Everett estaba intentando apartarse de su madre y Douglas saltaba, ahora tirando de la sucia pierna del pantalón de Jason.

Jason, riendo, levantó a Douglas y acomodó a Everett del otro lado, y exclamó:

– Necesito un poco de música, por favor.

Hallie, que había salido corriendo de la casa ante los gritos de Everett, no dudó. Comenzó a cantar una de las cancioncitas de la duquesa Wyndham, escrita unos veinte años atrás y todavía una favorita en la marina del rey. La cantó en ritmo de tres cuartos con la melodía de un popular vals para que las palabras encajaran con el ritmo de un vals, en su mayoría, haciendo que todos los que escuchaban rieran a carcajadas.

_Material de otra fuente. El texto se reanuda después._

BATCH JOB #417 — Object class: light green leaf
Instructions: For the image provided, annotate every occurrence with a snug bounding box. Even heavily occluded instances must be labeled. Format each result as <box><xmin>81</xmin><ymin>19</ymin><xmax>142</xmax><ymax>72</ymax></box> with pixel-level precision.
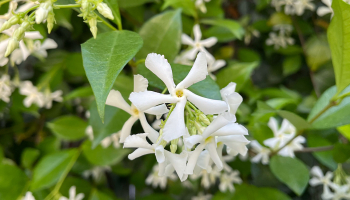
<box><xmin>136</xmin><ymin>9</ymin><xmax>182</xmax><ymax>62</ymax></box>
<box><xmin>216</xmin><ymin>62</ymin><xmax>258</xmax><ymax>92</ymax></box>
<box><xmin>47</xmin><ymin>116</ymin><xmax>88</xmax><ymax>141</ymax></box>
<box><xmin>83</xmin><ymin>140</ymin><xmax>131</xmax><ymax>166</ymax></box>
<box><xmin>31</xmin><ymin>149</ymin><xmax>79</xmax><ymax>190</ymax></box>
<box><xmin>327</xmin><ymin>0</ymin><xmax>350</xmax><ymax>94</ymax></box>
<box><xmin>137</xmin><ymin>64</ymin><xmax>221</xmax><ymax>100</ymax></box>
<box><xmin>0</xmin><ymin>164</ymin><xmax>27</xmax><ymax>200</ymax></box>
<box><xmin>89</xmin><ymin>102</ymin><xmax>130</xmax><ymax>148</ymax></box>
<box><xmin>81</xmin><ymin>31</ymin><xmax>142</xmax><ymax>121</ymax></box>
<box><xmin>21</xmin><ymin>148</ymin><xmax>40</xmax><ymax>169</ymax></box>
<box><xmin>308</xmin><ymin>86</ymin><xmax>350</xmax><ymax>129</ymax></box>
<box><xmin>201</xmin><ymin>19</ymin><xmax>244</xmax><ymax>40</ymax></box>
<box><xmin>270</xmin><ymin>156</ymin><xmax>309</xmax><ymax>196</ymax></box>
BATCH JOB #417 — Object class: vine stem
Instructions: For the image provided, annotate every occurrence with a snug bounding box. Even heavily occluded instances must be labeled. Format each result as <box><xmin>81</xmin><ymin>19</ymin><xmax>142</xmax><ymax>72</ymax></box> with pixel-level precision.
<box><xmin>44</xmin><ymin>147</ymin><xmax>81</xmax><ymax>200</ymax></box>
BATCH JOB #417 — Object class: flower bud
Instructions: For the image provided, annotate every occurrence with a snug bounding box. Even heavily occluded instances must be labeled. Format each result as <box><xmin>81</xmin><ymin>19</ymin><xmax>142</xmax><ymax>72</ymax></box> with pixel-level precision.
<box><xmin>0</xmin><ymin>15</ymin><xmax>21</xmax><ymax>32</ymax></box>
<box><xmin>97</xmin><ymin>2</ymin><xmax>114</xmax><ymax>20</ymax></box>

Jason giraba, bajaba y se deslizaba. Los gemelos reían y chillaban. Todo adulto a treinta metros dejó de trabajar para mirar, y escuchar.

“Él no es de los hombres que gritan: ¡Por favor, querida!

Es sólo un patán que grita: ¡Tráeme una cerveza!

Es un hombre bonito con una moza bonita

Que le pone licor justo en el trasero.

Y a tirar y jalar vamos, mis muchachos,

¡Gritaremos como queramos hasta que haya un barco a la vista!”

Tres de los trabajadores conocían la canción y empezaron a cantar junto con Hallie. Todos estaban balanceándose, y entonces Mackie, un albañil, gritó a una de las mujeres:

– ¡Meg, venga a bailar conmigo!

Pronto había al menos tres parejas valseando, la propia Martha haciéndolo muy bien con el joven Thomas, el hijo del herrero, que acababa de celebrar su décimo cumpleaños.

Alex la oyó decir:

– Ella es mi ama, lo es. Sólo escucha esa he’mosa voz dentro de su bonita persona.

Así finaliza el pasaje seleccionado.